C'est là la communauté chrétienne primitive, la communauté "apostolique", et, en toute rigueur de termes, la première communauté "monastique", c'est-à-dire celle réunie autour de Jésus à partir du moment où, se faisant baptiser par Jean, il assumait tout le mouvement ascétique représenté par celui-ci. Les Apôtres ne sont pas simplement des auditeurs qui ont entendu certaines paroles et qui les rapportent, qui ont vu certaines choses et qui les racontent. Ce sont des personnes qui ont vécu avec Jésus, qui sont demeurées avec lui. La résurrection dont ils veulent être les témoins n'est pas un événement ponctuel survenu le matin de Pâques. C'est le fait que Jésus est toujours le même, le Vivant, depuis le début de sa vie terrestre jusqu'à son Ascension, après comme avant sa passion et sa mort. Ils peuvent en témoigner, car ils ont vécu tous ces événements avec lui.

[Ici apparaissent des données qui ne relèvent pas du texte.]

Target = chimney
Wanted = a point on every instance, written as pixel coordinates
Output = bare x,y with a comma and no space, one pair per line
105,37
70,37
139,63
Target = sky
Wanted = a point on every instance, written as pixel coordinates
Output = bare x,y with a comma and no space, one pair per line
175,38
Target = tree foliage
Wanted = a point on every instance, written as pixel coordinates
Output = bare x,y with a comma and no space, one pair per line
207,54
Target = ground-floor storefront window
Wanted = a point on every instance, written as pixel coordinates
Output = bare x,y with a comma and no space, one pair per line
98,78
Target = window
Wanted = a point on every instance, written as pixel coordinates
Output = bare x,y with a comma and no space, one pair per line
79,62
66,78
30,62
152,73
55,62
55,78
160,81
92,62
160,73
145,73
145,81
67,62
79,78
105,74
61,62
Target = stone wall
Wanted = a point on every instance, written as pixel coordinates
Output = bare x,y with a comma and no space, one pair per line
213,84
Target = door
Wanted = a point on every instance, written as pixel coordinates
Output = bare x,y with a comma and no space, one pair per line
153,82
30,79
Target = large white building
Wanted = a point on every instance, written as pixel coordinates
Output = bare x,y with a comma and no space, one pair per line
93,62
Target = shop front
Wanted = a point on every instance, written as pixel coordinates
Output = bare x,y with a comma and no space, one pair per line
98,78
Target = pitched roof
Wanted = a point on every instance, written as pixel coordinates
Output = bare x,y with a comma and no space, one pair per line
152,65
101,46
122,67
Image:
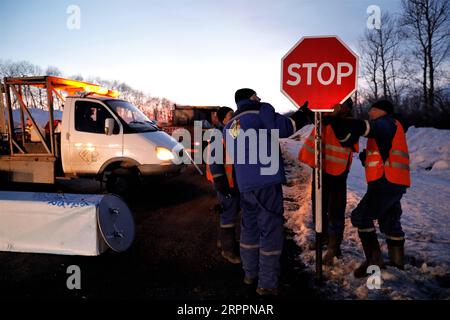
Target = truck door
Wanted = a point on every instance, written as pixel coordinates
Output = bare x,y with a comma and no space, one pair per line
89,146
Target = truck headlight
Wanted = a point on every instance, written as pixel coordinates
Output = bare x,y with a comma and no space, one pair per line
164,154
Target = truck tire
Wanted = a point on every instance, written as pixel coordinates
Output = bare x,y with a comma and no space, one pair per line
122,181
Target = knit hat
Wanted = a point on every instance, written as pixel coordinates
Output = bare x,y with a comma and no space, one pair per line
384,105
242,94
222,113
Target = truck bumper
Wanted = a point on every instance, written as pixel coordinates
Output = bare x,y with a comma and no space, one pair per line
161,169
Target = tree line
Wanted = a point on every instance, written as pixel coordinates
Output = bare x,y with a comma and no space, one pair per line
407,60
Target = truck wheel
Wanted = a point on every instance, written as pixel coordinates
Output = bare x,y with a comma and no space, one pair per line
122,182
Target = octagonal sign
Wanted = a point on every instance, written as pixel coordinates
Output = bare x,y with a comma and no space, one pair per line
321,70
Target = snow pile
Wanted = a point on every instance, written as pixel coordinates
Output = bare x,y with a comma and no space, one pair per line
425,221
430,149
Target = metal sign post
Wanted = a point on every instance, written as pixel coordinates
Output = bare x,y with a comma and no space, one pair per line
318,193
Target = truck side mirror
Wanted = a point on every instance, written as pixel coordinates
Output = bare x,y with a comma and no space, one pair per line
109,126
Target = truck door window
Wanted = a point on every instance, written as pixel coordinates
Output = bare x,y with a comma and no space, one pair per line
91,116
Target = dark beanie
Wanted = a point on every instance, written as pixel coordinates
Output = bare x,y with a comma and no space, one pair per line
222,112
242,94
384,105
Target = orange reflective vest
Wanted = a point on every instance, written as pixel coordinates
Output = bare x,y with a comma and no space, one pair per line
228,168
336,158
396,167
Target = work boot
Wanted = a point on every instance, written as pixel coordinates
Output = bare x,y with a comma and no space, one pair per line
333,250
312,244
227,239
396,250
372,252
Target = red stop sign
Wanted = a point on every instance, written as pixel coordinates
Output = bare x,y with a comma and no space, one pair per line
320,70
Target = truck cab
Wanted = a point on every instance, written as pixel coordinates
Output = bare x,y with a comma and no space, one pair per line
98,136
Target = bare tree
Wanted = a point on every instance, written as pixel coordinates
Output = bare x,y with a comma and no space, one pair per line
428,24
380,55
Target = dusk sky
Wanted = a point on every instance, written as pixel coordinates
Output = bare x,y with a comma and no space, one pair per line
191,52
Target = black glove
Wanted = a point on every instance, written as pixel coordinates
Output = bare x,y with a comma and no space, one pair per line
301,117
362,157
221,185
309,114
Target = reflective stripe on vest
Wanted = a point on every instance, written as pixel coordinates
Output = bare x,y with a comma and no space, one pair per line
227,166
336,157
396,167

Vivre quelque chose avec quelqu'un implique un élément de durée, de stabilité, qui est, comme nous le savons, un élément si important de la vie monastique selon la Règle de saint Benoît. Jésus revient sur cet élément, avec une insistance toute particulière, dans ses entretiens avec ses disciples, lors de la dernière Cène, dont nous venons de lire un beau passage. Le verbe "demeurer" y revient comme une sorte de refrain. "Demeurez en mon amour", leur dit-il, "comme moi j’ai gardé les commandements de mon Père et je demeure en son amour". Il leur dit ces choses pour que sa joie demeure en eux, et qu'elle soit pleine. Enfin, il les établit pour qu'ils portent du fruit et que leur fruit demeure.
Nous savons comment saint Benoît, dans son chapitre sur la réception des frères, prévoit que, durant l'année de discernement, on lise trois fois en entier au candidat le texte de la Règle, afin qu'il puisse s'assurer que c'est vraiment ce qu'il veut vivre, et s'il peut le vivre. À chaque fois, le candidat est invité à promettre sa stabilité dans la communauté. Est-ce vraiment là qu'il veut faire sa demeure?
Si nous sommes tous réunis ici pour cette Eucharistie, c'est que nous sommes tous des témoins de la Résurrection. Depuis notre baptême – donc depuis notre enfance, pour la plupart d'entre nous – nous vivons avec le Vivant qui demeure en nous et au milieu de Nous. Nous demeurons en sa Parole, qui nous est adressée tous les jours et cette Parole demeure en nous. Jésus, avec qui nous partageons la Vie, nous appelle ses amis. La communauté des Croyants que nous constituons fait que nous sommes tous les uns pour les autres, dans le sens le plus profond et le plus beau du mot, des amis.
Bien chers amis, remercions saint Matthias et les autres Apôtres d'avoir été de fidèles témoins de la résurrection, et faisons de même. Alors la joie de Jésus demeurera en nous et elle sera pleine.